The human's job did not shrink — it concentrated. The typing is gone; only the judgment remains.


Epilogue — Verification Is the New Core Competency

In an era when the cost of producing code approaches zero, the competitive edge is not "how fast you generate" but "how reliably you verify." Generation became a commodity; verification became scarce.

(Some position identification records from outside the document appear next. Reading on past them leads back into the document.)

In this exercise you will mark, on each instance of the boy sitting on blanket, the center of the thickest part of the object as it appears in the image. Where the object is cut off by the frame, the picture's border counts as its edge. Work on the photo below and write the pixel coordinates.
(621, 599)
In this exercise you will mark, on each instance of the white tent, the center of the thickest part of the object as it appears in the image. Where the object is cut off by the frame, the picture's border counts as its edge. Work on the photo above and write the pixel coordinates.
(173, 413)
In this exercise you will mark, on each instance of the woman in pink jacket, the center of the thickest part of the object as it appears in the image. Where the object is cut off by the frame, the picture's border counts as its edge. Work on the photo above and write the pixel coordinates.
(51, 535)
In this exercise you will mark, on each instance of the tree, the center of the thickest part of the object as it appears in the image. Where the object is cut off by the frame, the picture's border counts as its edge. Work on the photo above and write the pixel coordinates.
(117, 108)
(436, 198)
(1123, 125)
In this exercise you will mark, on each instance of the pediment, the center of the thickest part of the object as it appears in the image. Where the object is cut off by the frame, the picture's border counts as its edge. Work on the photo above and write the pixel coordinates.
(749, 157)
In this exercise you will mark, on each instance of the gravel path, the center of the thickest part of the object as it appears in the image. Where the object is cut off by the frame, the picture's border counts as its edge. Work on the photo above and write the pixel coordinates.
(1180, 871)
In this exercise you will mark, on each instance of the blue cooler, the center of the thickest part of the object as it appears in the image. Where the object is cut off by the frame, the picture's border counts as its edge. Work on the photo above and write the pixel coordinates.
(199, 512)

The one-line conclusion of this article: AI code review is not a social act but a verification discipline. Set suspicion as the default, leave what machines can catch to machines, and concentrate human attention on what machines cannot see in principle — judgment, architecture, "does this make sense."

AI Code Review Checklist

  1. Types first — a PR that does not pass typecheck and build is not worth a human's eyes
  2. Verify the tests — deliberately break the tests the AI wrote to confirm whether they are fake
  3. Cross-check the ticket — see whether the diff satisfies the acceptance criteria line by line
  4. Scope creep — see whether "while I'm at it" changes are mixed in
  5. Check boundaries — ask "what if this fails?" of every external call
  6. Trace security — finger on the screen, trace data flow along the trust boundary
  7. Filter slop — ask "what breaks if I delete this line"
  8. Generator != verifier — separate the AI reviewer from the agent that generated the code
  9. Diff size — split large PRs. Reviewability is inversely proportional to size
  10. Final judgment is the human's — the person who presses merge is the owner

Anti-Patterns to Avoid

  • Trusting the surface — switching off suspicion because the code looks smooth
  • Skipping types — having a human read a PR with type errors first
  • Blind faith in tests — mistaking "tests pass" for "verified"
  • Self-grading — having the generating agent review its own code
  • AI leniency — passing AI code more loosely than human code
  • Accepting giant diffs — approving an 800-line PR without reading it to the end
  • Dodging accountability — using "an AI wrote it" as an excuse for an outage

Next-Post Teaser

The next article is "A Testing Strategy for the AI Era — How to Make Agent-Written Tests Trustworthy." This article said "the tests the AI wrote are themselves subject to verification" — so then, how should trustworthy tests be designed? It covers how to pin down the spec first, how to verify tests with mutation testing, and when to leave tests to an agent and when not to.

In a world where generation became free, the most expensive skill is the verifying eye that knows how to say "no." That eye is engineering itself.